Der FC Biel hat schliesslich abgesagt. Nicht unerwartet, oder?

Dietmar Faes hat unser Angebot zumindest sehr genau und gewissenhaft geprüft. Er war bereit, inhaltlich über Möglichkeiten und Grenzen eines solchen Modells zu reden, obwohl es gerade seine Funktion als Präsident stark verändert hätte. Unser Ziel war, zunächst mal zu prüfen, wie weit wir kommen. Hätte der FC Biel tatsächlich zugesagt, wäre ja noch die Zustimmung seitens des WOZ-Kollektivs nötig gewesen.

Die Wahrscheinlichkeit wäre also erheblich gewesen, dass die Pläne an der WOZ selber scheitern?

Das glaube ich nicht. Erstens gibt es bei uns viele Fussballfans, und die anderen verstehen, dass es nicht darum gegangen wäre, Geld ins Fussballbusiness zu investieren, sondern einen generellen Kontrapunkt in einem wichtigen Lebensinhalt vieler zu setzen.

Es war also mehr als ein blosses Gedankenexperiment?

Sicher! Wobei wir uns durchaus bewusst waren, dass die Pläne eher unrealistisch sein dürften – denn jene Leute, die über ihre Realisierung entscheiden können, haben kaum ein Interesse daran. Aber das ist ja kein Grund, es nicht zu versuchen.
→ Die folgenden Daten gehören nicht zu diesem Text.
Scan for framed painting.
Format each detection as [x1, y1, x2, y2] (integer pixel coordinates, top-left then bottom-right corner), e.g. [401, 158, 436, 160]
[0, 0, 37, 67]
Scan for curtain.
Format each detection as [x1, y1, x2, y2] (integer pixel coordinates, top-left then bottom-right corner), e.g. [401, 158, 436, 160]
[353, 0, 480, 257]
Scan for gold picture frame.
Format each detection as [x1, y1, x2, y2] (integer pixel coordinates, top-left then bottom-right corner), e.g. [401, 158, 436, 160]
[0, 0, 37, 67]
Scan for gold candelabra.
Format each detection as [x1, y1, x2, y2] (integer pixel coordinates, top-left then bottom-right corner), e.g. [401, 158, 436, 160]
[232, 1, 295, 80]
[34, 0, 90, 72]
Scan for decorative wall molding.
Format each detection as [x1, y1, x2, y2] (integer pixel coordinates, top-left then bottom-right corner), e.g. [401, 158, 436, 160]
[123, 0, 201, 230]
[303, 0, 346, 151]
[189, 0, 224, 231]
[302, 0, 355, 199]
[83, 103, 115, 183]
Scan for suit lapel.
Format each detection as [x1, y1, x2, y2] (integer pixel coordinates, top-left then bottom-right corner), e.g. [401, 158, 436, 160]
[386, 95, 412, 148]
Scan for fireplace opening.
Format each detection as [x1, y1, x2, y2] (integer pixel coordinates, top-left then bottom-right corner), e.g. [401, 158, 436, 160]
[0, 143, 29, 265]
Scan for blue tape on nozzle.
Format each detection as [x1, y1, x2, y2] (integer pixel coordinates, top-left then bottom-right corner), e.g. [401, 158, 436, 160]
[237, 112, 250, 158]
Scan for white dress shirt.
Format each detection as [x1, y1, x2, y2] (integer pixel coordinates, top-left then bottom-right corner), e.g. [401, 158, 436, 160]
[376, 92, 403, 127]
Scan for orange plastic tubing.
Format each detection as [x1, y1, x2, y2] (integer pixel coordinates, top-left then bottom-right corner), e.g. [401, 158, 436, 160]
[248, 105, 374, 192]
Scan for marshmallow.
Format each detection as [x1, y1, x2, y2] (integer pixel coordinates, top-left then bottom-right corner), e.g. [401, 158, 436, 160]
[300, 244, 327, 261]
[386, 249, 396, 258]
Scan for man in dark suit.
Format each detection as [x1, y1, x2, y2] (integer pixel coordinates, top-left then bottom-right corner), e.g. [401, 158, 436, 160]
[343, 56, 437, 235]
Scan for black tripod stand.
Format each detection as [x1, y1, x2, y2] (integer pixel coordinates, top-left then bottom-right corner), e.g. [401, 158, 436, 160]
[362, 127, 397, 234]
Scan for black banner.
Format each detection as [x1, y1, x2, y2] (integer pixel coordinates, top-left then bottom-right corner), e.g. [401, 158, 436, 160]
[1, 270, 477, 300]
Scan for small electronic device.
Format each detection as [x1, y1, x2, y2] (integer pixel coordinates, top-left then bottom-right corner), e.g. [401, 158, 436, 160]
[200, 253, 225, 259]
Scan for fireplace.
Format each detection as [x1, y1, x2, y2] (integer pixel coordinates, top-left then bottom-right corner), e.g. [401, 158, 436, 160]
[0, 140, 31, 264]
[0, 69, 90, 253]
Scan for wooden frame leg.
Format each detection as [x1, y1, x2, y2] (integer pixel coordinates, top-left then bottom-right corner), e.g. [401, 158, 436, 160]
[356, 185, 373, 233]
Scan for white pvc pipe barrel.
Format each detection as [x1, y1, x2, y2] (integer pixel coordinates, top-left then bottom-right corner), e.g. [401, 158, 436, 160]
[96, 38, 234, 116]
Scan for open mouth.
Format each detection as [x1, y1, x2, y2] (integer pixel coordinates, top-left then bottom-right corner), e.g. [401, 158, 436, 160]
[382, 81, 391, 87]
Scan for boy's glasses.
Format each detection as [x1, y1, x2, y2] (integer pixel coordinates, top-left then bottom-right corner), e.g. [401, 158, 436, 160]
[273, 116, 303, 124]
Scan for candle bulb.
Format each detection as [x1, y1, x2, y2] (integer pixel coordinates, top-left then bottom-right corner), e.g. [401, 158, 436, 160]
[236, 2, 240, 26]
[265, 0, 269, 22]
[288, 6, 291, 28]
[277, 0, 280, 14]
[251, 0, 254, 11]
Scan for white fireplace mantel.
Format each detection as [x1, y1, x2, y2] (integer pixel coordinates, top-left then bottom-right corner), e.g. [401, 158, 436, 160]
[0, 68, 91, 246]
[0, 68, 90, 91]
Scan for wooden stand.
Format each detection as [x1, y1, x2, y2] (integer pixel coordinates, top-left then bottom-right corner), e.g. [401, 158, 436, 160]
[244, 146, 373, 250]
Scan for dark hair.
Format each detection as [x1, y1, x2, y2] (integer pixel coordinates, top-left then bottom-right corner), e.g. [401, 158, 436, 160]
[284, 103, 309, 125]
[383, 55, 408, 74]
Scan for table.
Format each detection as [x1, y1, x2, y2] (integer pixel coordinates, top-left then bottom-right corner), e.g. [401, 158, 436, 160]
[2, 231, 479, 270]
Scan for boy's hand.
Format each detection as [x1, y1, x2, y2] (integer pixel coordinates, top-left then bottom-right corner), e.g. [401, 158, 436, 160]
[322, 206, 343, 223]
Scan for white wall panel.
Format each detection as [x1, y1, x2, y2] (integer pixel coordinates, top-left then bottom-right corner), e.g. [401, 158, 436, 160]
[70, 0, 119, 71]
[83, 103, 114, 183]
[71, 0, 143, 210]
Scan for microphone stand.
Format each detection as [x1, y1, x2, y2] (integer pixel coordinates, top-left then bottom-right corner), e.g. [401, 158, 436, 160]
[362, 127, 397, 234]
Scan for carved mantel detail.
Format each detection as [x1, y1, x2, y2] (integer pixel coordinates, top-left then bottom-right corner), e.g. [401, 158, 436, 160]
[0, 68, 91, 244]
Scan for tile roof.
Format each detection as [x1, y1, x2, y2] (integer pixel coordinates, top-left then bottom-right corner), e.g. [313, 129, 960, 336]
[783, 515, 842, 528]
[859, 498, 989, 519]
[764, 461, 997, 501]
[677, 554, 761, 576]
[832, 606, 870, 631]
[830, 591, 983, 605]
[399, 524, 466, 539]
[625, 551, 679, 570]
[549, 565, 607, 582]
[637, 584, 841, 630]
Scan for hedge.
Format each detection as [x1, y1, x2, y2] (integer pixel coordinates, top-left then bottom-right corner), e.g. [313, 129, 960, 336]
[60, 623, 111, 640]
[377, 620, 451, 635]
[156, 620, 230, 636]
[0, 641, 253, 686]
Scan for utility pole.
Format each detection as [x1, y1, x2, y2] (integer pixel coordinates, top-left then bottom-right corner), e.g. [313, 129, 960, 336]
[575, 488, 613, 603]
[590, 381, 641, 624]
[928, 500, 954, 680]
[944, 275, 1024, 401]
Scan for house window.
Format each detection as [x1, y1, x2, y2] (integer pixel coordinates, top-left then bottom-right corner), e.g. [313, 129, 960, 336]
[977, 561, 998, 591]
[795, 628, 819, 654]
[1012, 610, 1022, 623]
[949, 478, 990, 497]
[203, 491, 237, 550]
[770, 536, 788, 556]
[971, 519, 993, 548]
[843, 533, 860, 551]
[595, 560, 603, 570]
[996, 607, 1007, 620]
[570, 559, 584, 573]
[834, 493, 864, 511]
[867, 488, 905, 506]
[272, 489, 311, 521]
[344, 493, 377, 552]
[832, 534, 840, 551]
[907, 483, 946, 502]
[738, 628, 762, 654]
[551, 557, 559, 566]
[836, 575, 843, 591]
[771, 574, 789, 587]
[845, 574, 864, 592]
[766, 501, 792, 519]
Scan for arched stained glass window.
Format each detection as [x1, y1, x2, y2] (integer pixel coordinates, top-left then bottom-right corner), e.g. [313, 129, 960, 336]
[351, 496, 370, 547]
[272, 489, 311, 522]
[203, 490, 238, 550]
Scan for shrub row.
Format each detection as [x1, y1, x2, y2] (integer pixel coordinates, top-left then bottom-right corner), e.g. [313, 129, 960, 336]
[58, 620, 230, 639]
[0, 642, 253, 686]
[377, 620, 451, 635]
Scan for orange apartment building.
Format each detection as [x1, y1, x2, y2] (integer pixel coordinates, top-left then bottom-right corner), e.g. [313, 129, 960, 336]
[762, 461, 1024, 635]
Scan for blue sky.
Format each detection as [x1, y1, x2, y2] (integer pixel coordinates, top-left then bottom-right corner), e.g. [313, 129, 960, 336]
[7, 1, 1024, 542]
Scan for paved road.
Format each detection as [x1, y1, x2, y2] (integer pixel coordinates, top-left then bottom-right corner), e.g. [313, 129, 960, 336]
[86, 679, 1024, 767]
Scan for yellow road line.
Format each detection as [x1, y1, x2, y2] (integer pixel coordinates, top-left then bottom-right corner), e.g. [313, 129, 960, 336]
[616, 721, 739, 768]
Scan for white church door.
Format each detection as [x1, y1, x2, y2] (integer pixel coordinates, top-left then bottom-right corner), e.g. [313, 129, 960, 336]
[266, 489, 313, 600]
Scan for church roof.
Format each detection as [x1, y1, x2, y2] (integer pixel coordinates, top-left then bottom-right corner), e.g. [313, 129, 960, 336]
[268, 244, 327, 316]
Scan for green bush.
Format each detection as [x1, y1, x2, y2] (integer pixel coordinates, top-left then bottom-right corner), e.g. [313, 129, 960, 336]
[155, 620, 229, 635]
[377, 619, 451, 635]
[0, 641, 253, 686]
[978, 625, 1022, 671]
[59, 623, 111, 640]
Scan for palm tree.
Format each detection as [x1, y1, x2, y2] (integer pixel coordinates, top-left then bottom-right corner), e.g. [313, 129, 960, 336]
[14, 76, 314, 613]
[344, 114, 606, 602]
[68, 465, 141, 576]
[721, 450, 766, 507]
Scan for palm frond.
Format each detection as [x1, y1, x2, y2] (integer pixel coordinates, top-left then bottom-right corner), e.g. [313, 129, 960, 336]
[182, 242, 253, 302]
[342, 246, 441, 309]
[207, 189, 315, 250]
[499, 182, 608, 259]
Was bleibt nun von dem Ganzen?

Viel Erkenntnisgewinn, viele interessante Gespräche – es sind beispielsweise auch viele Fans an uns herangetreten mit wichtigen Inputs. Unser Konzept ist so ausgelegt, dass sich auch einzelne Teile davon realisieren lassen. Ich hoffe natürlich, dass dies da und dort erfolgt.

Es sollen auch andere Clubs angeklopft haben.

Dazu ist zu sagen: Biel wäre für uns eine einmalige Chance gewesen, um unseren Ansatz interventionistisch zu verfolgen und herauszufinden: Was lässt sich im Schweizer Halbprofi-Fussball wirklich verändern?

Welcher Club bleibt einem denn als Fan, wenn man solche Ideen unterstützt? United of Manchester, Austria Salzburg, St. Pauli?

In der Schweiz macht der FC Winterthur gemessen an unseren Idealen vieles besser als andere Clubs. Im Ausland gibt es vereinzelte Paradiesvogel-Vereine wie St. Pauli und wenige mitgliedergeführte Vereine. Aber das ist es ja gerade: Man kann sich seinen Verein nicht aussuchen. Man wird irgendwann als Kind Fussballfan, und seinen Club kann man später nicht einfach wechseln wie ein Stück Unterwäsche. Das war mein persönlicher Antrieb für dieses Experiment: Dass ich in meinem Verein viele gute, kreative Leute in der Kurve sehe, die zum blossen Zuschauen verdammt sind, weil sie kein Geld zum Investieren und darum keine Mitsprache haben.